Imagine an alternate timeline where Zelda: Ocarina Of Time, instead of riding the wave of critical praise and commercial success that enabled it to become a template for so many modern games, had faded into obscurity. Unable to capitalize on a handful of enthusiastic reviews and dragged down by a platform that’s fast becoming obsolete, its innovations pass largely unnoticed and its influence remains minimal. In this hypothetical world, one of the medium’s most revered works is remembered almost exclusively by hardcore devotees and the occasional archive-snooping journalist. Eventually, the genre it should have been credited with spawning is rediscovered independently by another game—perhaps no less worthy, but definitely more zeitgeist-attuned—a few years later. This theoretical tragedy is the real story of Project Firestart.
Conventional wisdom tends to ascribe the birth of survival-horror to Alone In The Dark.

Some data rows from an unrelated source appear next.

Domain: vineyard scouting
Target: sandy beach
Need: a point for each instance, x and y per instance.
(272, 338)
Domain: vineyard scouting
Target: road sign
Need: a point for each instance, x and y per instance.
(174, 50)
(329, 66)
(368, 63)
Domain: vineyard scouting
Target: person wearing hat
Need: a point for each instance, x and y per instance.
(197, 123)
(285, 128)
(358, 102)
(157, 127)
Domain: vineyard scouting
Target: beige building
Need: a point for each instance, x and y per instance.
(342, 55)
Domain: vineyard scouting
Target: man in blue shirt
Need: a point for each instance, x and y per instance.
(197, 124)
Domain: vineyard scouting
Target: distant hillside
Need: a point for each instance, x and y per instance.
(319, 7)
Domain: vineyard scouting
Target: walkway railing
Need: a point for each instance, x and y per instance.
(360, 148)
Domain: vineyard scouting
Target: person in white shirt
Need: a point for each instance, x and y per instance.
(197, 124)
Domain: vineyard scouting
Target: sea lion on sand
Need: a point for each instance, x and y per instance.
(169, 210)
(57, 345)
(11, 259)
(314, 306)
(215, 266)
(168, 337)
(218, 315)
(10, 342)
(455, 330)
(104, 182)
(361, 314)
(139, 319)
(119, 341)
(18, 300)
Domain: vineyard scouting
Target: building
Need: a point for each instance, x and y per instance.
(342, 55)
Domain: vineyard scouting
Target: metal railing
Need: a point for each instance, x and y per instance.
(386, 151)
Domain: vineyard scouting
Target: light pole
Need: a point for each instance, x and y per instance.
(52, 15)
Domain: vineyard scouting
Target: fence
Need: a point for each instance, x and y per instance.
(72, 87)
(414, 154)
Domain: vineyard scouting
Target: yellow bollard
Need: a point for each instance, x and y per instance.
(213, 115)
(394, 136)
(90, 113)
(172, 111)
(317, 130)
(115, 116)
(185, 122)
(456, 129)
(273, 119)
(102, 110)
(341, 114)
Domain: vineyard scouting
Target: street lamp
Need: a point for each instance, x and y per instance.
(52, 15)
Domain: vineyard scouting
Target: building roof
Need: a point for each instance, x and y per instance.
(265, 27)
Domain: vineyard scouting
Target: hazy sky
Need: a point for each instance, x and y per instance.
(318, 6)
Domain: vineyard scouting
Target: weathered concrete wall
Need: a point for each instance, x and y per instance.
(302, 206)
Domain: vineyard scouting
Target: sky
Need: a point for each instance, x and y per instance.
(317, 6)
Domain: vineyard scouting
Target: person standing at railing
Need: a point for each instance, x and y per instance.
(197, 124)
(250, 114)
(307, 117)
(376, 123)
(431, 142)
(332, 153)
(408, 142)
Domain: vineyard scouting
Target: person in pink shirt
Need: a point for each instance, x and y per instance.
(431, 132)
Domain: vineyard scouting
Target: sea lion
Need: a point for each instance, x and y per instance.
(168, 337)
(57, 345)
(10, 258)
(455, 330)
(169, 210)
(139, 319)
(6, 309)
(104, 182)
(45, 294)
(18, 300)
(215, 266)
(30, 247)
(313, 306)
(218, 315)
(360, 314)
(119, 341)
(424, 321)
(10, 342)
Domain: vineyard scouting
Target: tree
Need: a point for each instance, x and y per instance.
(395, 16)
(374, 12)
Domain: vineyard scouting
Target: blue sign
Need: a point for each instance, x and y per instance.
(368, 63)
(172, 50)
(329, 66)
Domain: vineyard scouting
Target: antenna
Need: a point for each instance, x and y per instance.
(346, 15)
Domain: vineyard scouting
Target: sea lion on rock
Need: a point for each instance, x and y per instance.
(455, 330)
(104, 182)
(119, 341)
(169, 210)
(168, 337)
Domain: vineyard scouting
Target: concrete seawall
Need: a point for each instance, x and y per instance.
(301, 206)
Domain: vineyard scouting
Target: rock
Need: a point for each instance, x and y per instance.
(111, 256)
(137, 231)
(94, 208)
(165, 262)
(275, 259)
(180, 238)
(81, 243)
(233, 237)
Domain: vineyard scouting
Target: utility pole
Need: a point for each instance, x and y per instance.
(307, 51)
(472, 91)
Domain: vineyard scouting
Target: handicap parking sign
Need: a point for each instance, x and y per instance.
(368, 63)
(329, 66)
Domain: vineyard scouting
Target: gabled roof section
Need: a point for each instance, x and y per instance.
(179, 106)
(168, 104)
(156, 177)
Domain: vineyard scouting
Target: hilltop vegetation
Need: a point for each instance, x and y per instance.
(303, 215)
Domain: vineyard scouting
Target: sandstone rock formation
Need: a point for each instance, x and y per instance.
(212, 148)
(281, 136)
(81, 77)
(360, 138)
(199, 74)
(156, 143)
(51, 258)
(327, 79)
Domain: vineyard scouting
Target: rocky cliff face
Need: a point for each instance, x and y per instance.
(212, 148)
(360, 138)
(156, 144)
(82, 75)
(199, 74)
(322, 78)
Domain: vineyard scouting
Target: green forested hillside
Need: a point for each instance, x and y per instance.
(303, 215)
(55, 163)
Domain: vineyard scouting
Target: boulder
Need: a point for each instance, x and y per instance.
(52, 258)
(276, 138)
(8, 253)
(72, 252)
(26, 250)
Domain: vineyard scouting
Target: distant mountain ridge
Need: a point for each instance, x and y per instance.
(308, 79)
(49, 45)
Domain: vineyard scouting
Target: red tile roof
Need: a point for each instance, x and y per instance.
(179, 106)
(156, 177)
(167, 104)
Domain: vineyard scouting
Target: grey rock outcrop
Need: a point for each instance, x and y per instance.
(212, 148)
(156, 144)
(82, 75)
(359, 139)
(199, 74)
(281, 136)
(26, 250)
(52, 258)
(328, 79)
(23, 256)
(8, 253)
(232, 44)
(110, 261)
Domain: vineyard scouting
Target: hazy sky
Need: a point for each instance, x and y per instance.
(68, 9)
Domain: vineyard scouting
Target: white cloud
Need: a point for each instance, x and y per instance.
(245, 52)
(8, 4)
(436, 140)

Infogrames’ 1992 Lovecraftian adventure bore practically every hallmark of the genre and proved a major influence on its two most prominent series, Resident Evil and Silent Hill. What’s often omitted from history books is how Dynamix’s Project Firestart, a much less conspicuous title, had been released for the aging Commodore 64 three years earlier and provided the genre’s formula.
It takes place aboard the SSF Prometheus, a research ship stationed near Titan’s mines. Its scientists are working to produce a new breed of laborer by combining human DNA with that of local fungi. As the vessel has failed to respond to all recent communications, your mission in the role of special agent Jon Hawking, is to board the Prometheus, assess the situation, locate and acquire its science logs, and activate the station’s self -destruct mechanism, which will hopefully leave you with just enough time to escape before the ship and everything inside it is blown to cosmic dust. A time limit of two hours has been set for concluding your mission, at the end of which the research station will be bombarded remotely.
The first and most easily identifiable survival-horror staple Project Firestart introduced was a disempowered protagonist. It used limited ammunition—although not an innovation in itself—not as a gimmick to ramp up difficulty or incentive for tactical decision-making, but primarily as a means of reinforcing its oppressive, sinister mood. Spare weapons to replenish Hawking’s firepower are few and far between, tucked away in the space station’s most remote rooms. Your vulnerability is not restricted to the scarcity of ammo. Like Leon in Resident Evil 4, Hawking can walk and shoot but is unable to do both simultaneously. Going on the offensive leaves him at his most exposed. More importantly, the monstrosities that have infested the research station are highly resistant to damage, and it takes several shots to destroy one. The game even comments on this deliberate disempowerment: During the opening cinematic, you are advised not to take “that cannon you usually carry for a gun” as “it’d blow a hole right through the hull of the ship.”